There’s plenty more you could learn about Jim, from his sense of humor (I used to call him the Dean Martin of the plains for his dry wit and gregarious nature; he would always correct me with, “OK, but I don’t drink, though”) to his many accomplishments (too many to list here; here’s his Wikipedia page) to his humble nature (watch this video, in which he lists the various places he’s worked, then adds that he wouldn’t have gotten one of them without the help of a friend on the inside).
However, if you want two stories that describe Jim Hess’ character, those are the two best ones I have. If you were his friend, there was no better friend. Even though Jim had accomplished more in football than 10 men, winning a national championship and spending a decade scouting for America’s Team, he always treated me like I was as just as important as Bill Parcells, Tony Romo and Sean Payton, three people you might have heard of that counted Jim as a good friend and a trusted football man. Whenever I called, I didn’t have to identify myself, no matter if it had been months or even years since we had last spoken. “Hey Neil!,” he would always say as soon as he heard my voice.
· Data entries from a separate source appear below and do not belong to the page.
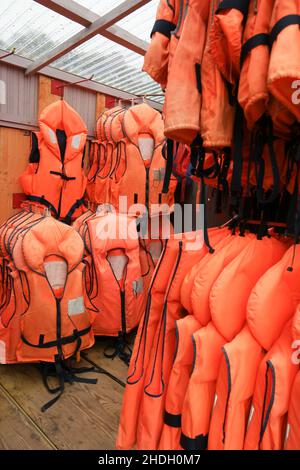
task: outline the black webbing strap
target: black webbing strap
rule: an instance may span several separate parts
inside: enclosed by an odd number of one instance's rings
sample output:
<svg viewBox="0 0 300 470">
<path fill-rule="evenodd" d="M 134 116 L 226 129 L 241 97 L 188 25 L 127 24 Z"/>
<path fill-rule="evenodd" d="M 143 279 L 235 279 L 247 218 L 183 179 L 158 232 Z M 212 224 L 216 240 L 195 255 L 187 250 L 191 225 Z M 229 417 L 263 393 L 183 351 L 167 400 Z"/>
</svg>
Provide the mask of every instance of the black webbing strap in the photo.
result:
<svg viewBox="0 0 300 470">
<path fill-rule="evenodd" d="M 250 0 L 223 0 L 218 9 L 216 10 L 216 14 L 220 13 L 222 10 L 239 10 L 244 16 L 248 13 Z"/>
<path fill-rule="evenodd" d="M 300 235 L 300 196 L 299 196 L 299 179 L 300 179 L 300 129 L 299 134 L 295 135 L 290 143 L 289 149 L 290 159 L 296 165 L 296 174 L 293 194 L 290 201 L 290 207 L 287 217 L 288 230 L 294 234 L 295 243 L 298 243 Z"/>
<path fill-rule="evenodd" d="M 170 39 L 171 32 L 174 31 L 174 29 L 176 29 L 176 24 L 172 23 L 171 21 L 156 20 L 152 28 L 150 37 L 152 38 L 154 33 L 160 33 L 166 36 L 166 38 Z"/>
<path fill-rule="evenodd" d="M 270 47 L 270 36 L 269 34 L 260 33 L 252 36 L 248 41 L 246 41 L 242 46 L 241 51 L 241 67 L 250 52 L 258 46 L 268 46 Z"/>
<path fill-rule="evenodd" d="M 181 414 L 174 415 L 165 410 L 164 423 L 171 428 L 181 428 Z"/>
<path fill-rule="evenodd" d="M 169 191 L 169 185 L 170 185 L 172 169 L 173 169 L 173 158 L 174 158 L 174 140 L 167 139 L 167 163 L 166 163 L 164 184 L 162 188 L 163 194 L 167 194 Z"/>
<path fill-rule="evenodd" d="M 43 383 L 51 394 L 58 394 L 56 397 L 52 398 L 52 400 L 45 403 L 42 406 L 41 411 L 45 412 L 51 406 L 53 406 L 58 399 L 62 396 L 65 390 L 65 383 L 86 383 L 86 384 L 93 384 L 97 383 L 97 379 L 91 378 L 82 378 L 77 377 L 76 374 L 84 374 L 86 372 L 95 371 L 94 367 L 80 367 L 80 368 L 73 368 L 68 366 L 67 362 L 61 359 L 59 355 L 55 356 L 54 363 L 41 363 L 40 364 L 40 371 L 42 374 Z M 49 377 L 56 377 L 58 379 L 59 385 L 57 387 L 51 388 L 49 385 Z"/>
<path fill-rule="evenodd" d="M 78 209 L 80 206 L 83 206 L 83 205 L 84 205 L 84 198 L 82 197 L 81 199 L 77 199 L 77 201 L 69 209 L 67 215 L 63 218 L 63 222 L 65 222 L 66 224 L 70 224 L 72 220 L 72 215 L 74 214 L 76 209 Z"/>
<path fill-rule="evenodd" d="M 54 216 L 58 217 L 58 212 L 53 206 L 53 204 L 47 201 L 47 199 L 45 199 L 43 196 L 27 196 L 27 200 L 32 201 L 32 202 L 38 202 L 39 204 L 42 204 L 43 206 L 48 207 L 48 209 L 50 209 L 54 213 Z"/>
<path fill-rule="evenodd" d="M 274 42 L 276 41 L 278 35 L 288 26 L 292 25 L 299 25 L 300 26 L 300 15 L 286 15 L 281 18 L 277 23 L 273 26 L 272 31 L 270 33 L 270 44 L 273 46 Z M 288 47 L 288 45 L 287 45 Z"/>
<path fill-rule="evenodd" d="M 108 350 L 112 349 L 112 352 L 109 353 Z M 126 349 L 128 352 L 126 352 Z M 122 332 L 119 332 L 118 338 L 115 340 L 114 344 L 109 344 L 104 350 L 104 356 L 108 359 L 114 359 L 119 357 L 126 365 L 129 365 L 131 359 L 132 350 L 128 346 L 125 336 Z"/>
<path fill-rule="evenodd" d="M 242 172 L 243 172 L 243 138 L 244 138 L 244 112 L 237 103 L 234 129 L 233 129 L 233 169 L 231 178 L 231 206 L 235 212 L 239 212 L 239 202 L 242 197 Z"/>
<path fill-rule="evenodd" d="M 62 173 L 60 171 L 50 171 L 50 174 L 60 176 L 61 179 L 63 179 L 64 181 L 76 180 L 75 176 L 67 176 L 65 173 Z"/>
<path fill-rule="evenodd" d="M 191 438 L 181 433 L 180 445 L 184 450 L 205 450 L 208 443 L 208 434 L 199 434 L 195 438 Z"/>
<path fill-rule="evenodd" d="M 43 335 L 40 335 L 39 343 L 38 344 L 33 344 L 28 341 L 25 336 L 21 335 L 21 339 L 23 343 L 27 344 L 27 346 L 30 346 L 31 348 L 41 348 L 41 349 L 47 349 L 47 348 L 54 348 L 57 346 L 64 346 L 66 344 L 74 343 L 76 340 L 81 338 L 82 336 L 88 334 L 91 331 L 91 325 L 88 326 L 87 328 L 84 328 L 83 330 L 74 330 L 73 334 L 70 336 L 64 336 L 63 338 L 58 338 L 54 341 L 48 341 L 47 343 L 44 343 L 41 341 L 41 338 L 43 338 Z"/>
</svg>

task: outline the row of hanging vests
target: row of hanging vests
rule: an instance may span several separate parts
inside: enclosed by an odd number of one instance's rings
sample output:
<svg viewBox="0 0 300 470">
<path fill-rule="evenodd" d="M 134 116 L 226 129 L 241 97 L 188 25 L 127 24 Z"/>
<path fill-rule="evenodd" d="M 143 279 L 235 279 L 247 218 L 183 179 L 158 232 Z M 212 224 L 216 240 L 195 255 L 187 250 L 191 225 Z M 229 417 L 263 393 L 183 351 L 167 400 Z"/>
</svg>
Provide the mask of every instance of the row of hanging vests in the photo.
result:
<svg viewBox="0 0 300 470">
<path fill-rule="evenodd" d="M 41 112 L 39 128 L 32 133 L 29 164 L 19 181 L 31 206 L 47 207 L 55 218 L 70 223 L 85 211 L 87 128 L 63 100 Z"/>
<path fill-rule="evenodd" d="M 161 0 L 143 68 L 165 89 L 164 133 L 191 145 L 192 171 L 219 196 L 230 187 L 241 216 L 253 193 L 261 209 L 276 201 L 296 234 L 299 23 L 299 0 Z"/>
<path fill-rule="evenodd" d="M 129 366 L 117 447 L 299 449 L 300 252 L 232 225 L 167 241 Z M 294 343 L 296 341 L 296 343 Z"/>
<path fill-rule="evenodd" d="M 131 215 L 147 211 L 153 216 L 158 205 L 163 212 L 171 212 L 177 180 L 172 177 L 168 191 L 162 191 L 166 171 L 163 130 L 161 114 L 146 103 L 104 111 L 92 144 L 88 199 Z M 125 205 L 120 197 L 126 199 Z"/>
</svg>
Today, I and hundreds of others will say goodbye to Jim, who passed away at 87 Saturday night. As I write this, I sit in the lobby of a San Angelo hotel waiting to go to his celebration of life in a little more than an hour. Come early, I’ve been cautioned; the church is small and the crowd will be considerable.
I hope to come across many more men of his stature, a true gentleman of the game who always made people feel comfortable and accepted even after he’d reached the heights of his profession. I hope to, but I doubt I will.